Les juges du tribunal de commerce sont élus par tous les commerçants patentés ou associés en nom collectif, domiciliés depuis cinq ans dans le ressort du tribunal ; la loi ajoute à ces commerçants et associés, les directeurs de compagnies françaises, les agents de change, etc., etc. Nous ne saurions entrer dans la minutie de ces détails. La liste électorale est dressée pour chaque commune par le maire assisté de deux conseillers municipaux. Ne peuvent être électeurs les condamnés privés de leurs droits civils et civiques, les faillis non réhabilités.

Le tribunal, dont le sectionnement vient d’être remanié, se compose de juges élus pour deux ans et de juges élus pour un an. Tout électeur inscrit peut être élu juge s’il est âgé de 30 ans, et tout ancien juge pourra être nommé président s’il est âgé de 40 ans. Tout juge sortant est rééligible, mais ne peut être réélu deux fois qu’après un intervalle d’un an entre ces deux réélections.

Venons aux juges qui composent le tribunal de première instance. Les magistrats appelés à composer le tribunal sont des juges, les magistrats appelés à composer la cour d’appel ou la cour de cassation ont le titre de conseillers

Peut être nommé juge tout citoyen français jouissant de ses droits civils et politiques, s’il est âgé de 25 ans et s’il satisfait aux conditions suivantes : être licencié en droit, justifier d’un stage de deux ans au barreau d’un tribunal. A ces exigences a été ajoutée la garantie d’un examen réglementé par la Chancellerie.

Le président du tribunal et les vice-présidents sont nommés par décret du président de la République comme les juges.

Le nombre des juges que compte un tribunal est fixé par les pouvoirs publics. Le tribunal, si son importance le comporte, est divisé en chambres. Le président est de droit président de chaque chambre ; la chambre qu’il ne préside pas effectivement est présidée par un vice­ président. La nécessité s’étant fait sentir à Paris de diviser les chambres en sections, chaque section est pré­sidée par un président de section. On appelle juge doyen dans chaque section le juge le plus ancien, si l’on se réfère à la date de sa nomination.

Le président du tribunal doit être âgé de 27 ans au moins.

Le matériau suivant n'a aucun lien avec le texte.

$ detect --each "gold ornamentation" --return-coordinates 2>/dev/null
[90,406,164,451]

Le tribunal doit être composé de trois juges au minimum. C’est une grave question, très vivement agitée, que de savoir si, pour la plus prompte expédition des affaires et l’évacuation d’un rôle encombré, il ne serait pas utile et opportun de créer le juge unique, composant à lui seul une juridiction du premier degré. Cette suggestion s’est heurtée à une opposition très vive et qui nous semble injustifiée. On semble craindre chez le juge unique sinon la partialité sans contrepartie, du moins l’entraînement sans contrepoids. La pratique démontre que, dans les tribunaux composés de trois juges, l’autorité du président absorbe souvent la personnalité de ses assesseurs, à moins qu’ils ne se coalisent, cas plus rares, paradoxe hiérarchique, contre cette autorité majeure .

On pourrait concevoir la création d’un rapporteur qui, placé auprès du juge, recevrait, en temps utile, avant les débats, les explications des parties et leurs pièces, examinerait l’affaire et, sans conclure, l’exposerait dans un rapport. Nulle pièce ne pourrait être introduite au débat que communiquée au rapporteur avant le rapport et par les soins du rapporteur, sous sa surveillance, à la partie adverse. Ce procédé ou cette procédure se rapprocheraient du système suisse qui, à cet égard, est excellent.

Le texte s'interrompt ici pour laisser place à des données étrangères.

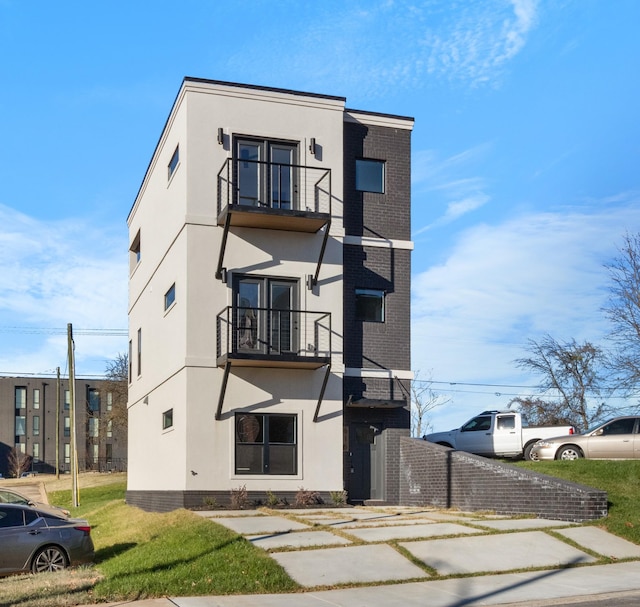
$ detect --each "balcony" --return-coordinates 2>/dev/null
[216,158,331,287]
[216,306,331,369]
[218,158,331,232]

Les tribunaux de première instance comptent parmi leurs membres des juges suppléants. Les juges suppléants peuvent siéger, mais ne prennent part aux délibérations que s’ils sont appelés régulièrement à compléter le tribunal. Quand, par l’empêchement d’un juge appelé à siéger, le tribunal n’est pas complet au nombre de trois juges, il peut se compléter soit en faisant appel à un juge d’une autre chambre ou à un juge suppléant devenu nécessaire, soit en faisant monter au siège vacant l’avocat ou l’avoué, le plus ancien d’entre ceux qui sont présents à l’audience.

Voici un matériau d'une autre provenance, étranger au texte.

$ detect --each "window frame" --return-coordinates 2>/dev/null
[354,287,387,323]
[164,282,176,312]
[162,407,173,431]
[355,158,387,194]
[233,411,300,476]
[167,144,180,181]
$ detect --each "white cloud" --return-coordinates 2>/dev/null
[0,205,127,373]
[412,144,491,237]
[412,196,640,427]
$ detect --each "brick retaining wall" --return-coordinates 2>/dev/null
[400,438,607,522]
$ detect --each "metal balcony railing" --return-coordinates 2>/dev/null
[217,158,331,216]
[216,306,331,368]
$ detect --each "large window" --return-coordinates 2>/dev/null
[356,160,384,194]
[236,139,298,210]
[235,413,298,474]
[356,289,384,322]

Il n’y a pas des juges uniquement civils et des juges uniquement correctionnels. Cette division des juges en deux espèces différentes serait cependant logique.

Mais les deux compartiments ne sont séparés par aucune cloison, les juges sont interchangeables et soumis au roulement.

Les fonctions de juge sont incompatibles avec les fonctions ecclésiastiques, avec le négoce. La parenté jusqu’au degré d’oncle et de neveu constitue un autre genre d’incompatibilité pour l’admission de deux juges dans le même tribunal. Ils ne peuvent se charger de la défense des parties ; il leur est défendu de « devenir cessionnaires de procès ou de droits litigieux et de se rendre adjudicataires des biens dont la vente se poursuit devant leur tribunal »… Parmi les prérogatives des juges, citons : « l’inviolabilité dans l’exercice de leurs fonctions ; le droit de commander, au nom de la loi, à tous les citoyens ; la préséance sur les justiciables dans les actes et cérémonies publiques ; enfin le droit d’imprimer l’authenticité aux actes émanant d’eux ». Les juges sont inamovibles. Ce principe a été posé par la Charte de 1814. L’inamovibilité est une garantie qui a pour but de préserver ou protéger l’indépendance du juge. L’inamovibilité du juge peut être suspendue par une loi et l’histoire nous enseigne que, dans les heures de crise, la politique a incliné le pouvoir central vers ce triste expédient; mais ces coups d’éclat sont des moitiés de coups d’Etat.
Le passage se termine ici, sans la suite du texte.